人生は幸福のためにある 『ゲーテとの対話』

『この小説の筋を比喩的にいうと、君は根から萌えでる緑色の植物を思いうかべればよいだろう。

それは、しばらくすると、強くしなやかな茎から、元気な緑の葉をまわりへおしひろげ、遂には花をつけて終りになる。

花がそこにあるとは予期されなかったことであり、それどころか唐突でさえあったが、やはり花はそこにある必要があったのだよ。

というより、緑色の葉は、ただ花のためにだけ存在したのだし、もし花がなければ、わざわざ存在する必要もなかっただろうね』


『現実というものは、それ自体では、どんな意味があろう?

われわれは現実があるがままの姿で描かれていると、われわれは喜びを覚えるし、ある事柄についてより明確な知識をわれわれに与えうることも間違いない。
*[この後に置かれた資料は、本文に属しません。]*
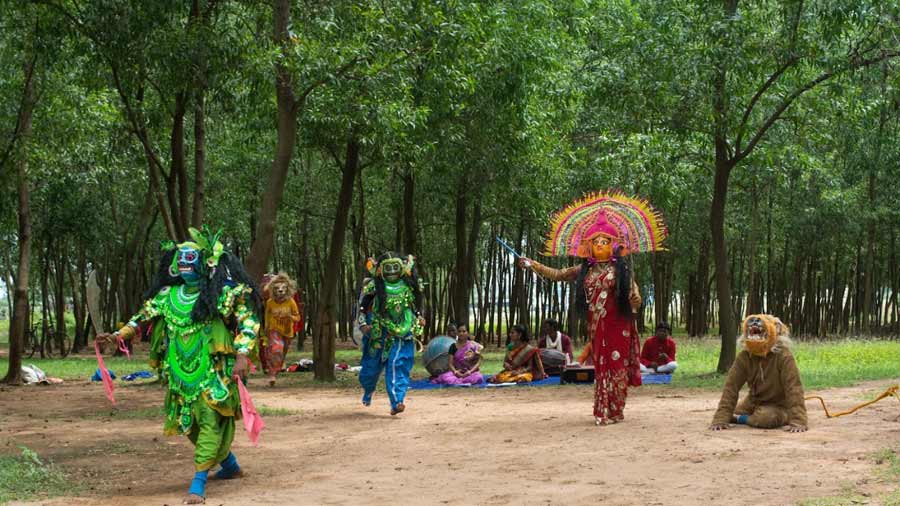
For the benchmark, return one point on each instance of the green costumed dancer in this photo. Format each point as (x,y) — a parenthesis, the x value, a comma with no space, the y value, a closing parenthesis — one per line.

けれども、われわれの高次の資性にとって、本当の授かりものは、詩人の魂から吐露される理想の中にだけあるのだよ』


『自由とは不思議なものだ。

足るを知り、分に安んじることを知ってさえいれば、誰だってたやすく十分な自由を手に入れられるのだ。

いくら自由がありあまるほどあったところで、使えなければ何の役に立つだろう!』     『ゲーテとの対話』より


僕たちの幸福ということもこれと似ているのかもしれない。

幸福も予期されるものではなく、また突然やってくる性質も持っているといえる。

そして僕たちにとって幸福ということは生きる意味であり、幸福である必要があるのだ。

しかし、だからといって僕たちは幸福の花を咲かせようとしてはならない。

しなければならないのは、しなやかで強い一本の茎を伸ばし、緑の葉をまわりにいっぱいに広げようとすることだ。

太陽の光のごとき世界の恵みをまんべんなく受け取ることができるのならば、僕たち一人ひとりが持ち合わせている美しき大輪の花を咲かせることができるのだ。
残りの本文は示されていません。